# paint on latex



## beaton (Sep 17, 2006)

Anyone know the best place to try and find mold latex?


----------



## krough (Oct 7, 2004)

Micheals (sp) sells mold building latex for like 10 bucks (5 bucks with the coupon)


----------



## beaton (Sep 17, 2006)

Thanks, that's just what I needed.


----------



## Kurt (Sep 23, 2006)

*Expired Latex*

I purchased two gallons of expired latex very late Monday night and they just arrived in Dallas Texas. Just over $50 total (product and shipping)

I can't really attest to the quality as I haven't ever used latex before.

However, I'll share what little I've learned so far:

1) The Latex from Michaels costs $10/16oz. For $15 more you can have a gallon of expired latex delivered. +150% spent gets you 800% more product.

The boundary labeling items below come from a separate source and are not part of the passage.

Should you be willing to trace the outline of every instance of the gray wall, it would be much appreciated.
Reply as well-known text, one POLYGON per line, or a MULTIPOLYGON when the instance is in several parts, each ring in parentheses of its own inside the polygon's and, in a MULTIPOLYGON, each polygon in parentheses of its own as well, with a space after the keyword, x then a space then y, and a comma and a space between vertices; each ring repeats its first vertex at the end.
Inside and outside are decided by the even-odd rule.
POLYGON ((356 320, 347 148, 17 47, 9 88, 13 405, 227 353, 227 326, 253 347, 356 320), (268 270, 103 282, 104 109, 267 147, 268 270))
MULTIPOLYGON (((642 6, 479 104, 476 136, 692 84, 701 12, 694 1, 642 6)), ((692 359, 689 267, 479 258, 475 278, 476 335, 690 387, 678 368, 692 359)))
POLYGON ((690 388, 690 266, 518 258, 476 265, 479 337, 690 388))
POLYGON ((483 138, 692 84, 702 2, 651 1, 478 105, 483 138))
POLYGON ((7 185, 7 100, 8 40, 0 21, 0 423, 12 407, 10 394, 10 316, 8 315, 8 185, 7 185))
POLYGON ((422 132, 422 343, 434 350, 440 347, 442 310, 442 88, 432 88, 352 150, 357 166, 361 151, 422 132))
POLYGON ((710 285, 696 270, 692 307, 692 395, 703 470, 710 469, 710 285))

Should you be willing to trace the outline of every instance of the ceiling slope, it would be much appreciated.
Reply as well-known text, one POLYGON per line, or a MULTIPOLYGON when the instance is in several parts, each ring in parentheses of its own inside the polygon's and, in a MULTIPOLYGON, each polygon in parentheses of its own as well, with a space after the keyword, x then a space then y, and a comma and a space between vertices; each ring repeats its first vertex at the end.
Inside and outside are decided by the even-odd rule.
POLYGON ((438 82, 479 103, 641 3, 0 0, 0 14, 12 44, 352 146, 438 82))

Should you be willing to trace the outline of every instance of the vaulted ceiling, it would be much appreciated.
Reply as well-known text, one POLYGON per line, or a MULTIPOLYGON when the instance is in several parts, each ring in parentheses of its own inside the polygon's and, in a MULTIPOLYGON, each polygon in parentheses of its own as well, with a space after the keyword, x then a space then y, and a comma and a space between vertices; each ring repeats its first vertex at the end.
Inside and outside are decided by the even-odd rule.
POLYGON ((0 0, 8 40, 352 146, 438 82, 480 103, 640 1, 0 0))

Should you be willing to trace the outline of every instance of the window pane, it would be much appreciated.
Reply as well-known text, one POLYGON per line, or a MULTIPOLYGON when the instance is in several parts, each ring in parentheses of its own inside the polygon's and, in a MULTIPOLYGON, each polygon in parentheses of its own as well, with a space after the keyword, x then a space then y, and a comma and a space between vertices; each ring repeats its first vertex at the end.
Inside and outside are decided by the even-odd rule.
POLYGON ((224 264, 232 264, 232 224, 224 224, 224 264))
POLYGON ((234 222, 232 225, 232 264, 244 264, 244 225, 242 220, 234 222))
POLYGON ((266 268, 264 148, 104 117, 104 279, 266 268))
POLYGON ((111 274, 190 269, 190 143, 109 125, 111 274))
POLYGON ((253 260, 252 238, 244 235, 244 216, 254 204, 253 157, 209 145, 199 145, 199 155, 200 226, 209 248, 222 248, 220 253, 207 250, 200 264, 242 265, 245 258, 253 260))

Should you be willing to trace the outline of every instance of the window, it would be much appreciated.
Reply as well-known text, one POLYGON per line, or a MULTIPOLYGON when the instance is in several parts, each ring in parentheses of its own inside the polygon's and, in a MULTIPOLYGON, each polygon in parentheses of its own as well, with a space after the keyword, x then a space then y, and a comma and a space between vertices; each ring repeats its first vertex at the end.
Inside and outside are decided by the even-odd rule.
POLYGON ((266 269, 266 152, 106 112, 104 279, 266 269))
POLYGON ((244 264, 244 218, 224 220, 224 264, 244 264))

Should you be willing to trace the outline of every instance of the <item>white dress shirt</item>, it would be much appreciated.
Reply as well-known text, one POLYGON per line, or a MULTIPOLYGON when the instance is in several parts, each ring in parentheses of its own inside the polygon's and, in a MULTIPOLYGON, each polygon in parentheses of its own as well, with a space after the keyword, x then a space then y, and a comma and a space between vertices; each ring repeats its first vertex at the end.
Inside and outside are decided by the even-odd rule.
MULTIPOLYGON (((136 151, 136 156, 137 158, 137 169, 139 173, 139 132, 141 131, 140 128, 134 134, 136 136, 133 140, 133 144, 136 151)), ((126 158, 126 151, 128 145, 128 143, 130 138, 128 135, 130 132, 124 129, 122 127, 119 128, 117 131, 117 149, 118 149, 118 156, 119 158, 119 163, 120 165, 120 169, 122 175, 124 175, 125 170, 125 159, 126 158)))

2) I've read that one guy used about a gallon to corpsify 4 bluckies. Using the stuff from Michaels will require that you buy two containers ($20) to do *just one* blucky ($20), or  $80 to do the same 4 bluckies.

3) If you plan on making molds of skulls (for either paper mache copies or plaster), you'll likely use the entire container for one mold. One gallon of latex would get you 8.

Of course, if your plan is to only create one mold or to only corpsify the upper torso of a blucky/bucky, then $10 ($5 with the coupon) is all you need. Be silly to spend the extra $15 if i will just end up drying in your garage.

Best of luck
Kurt


----------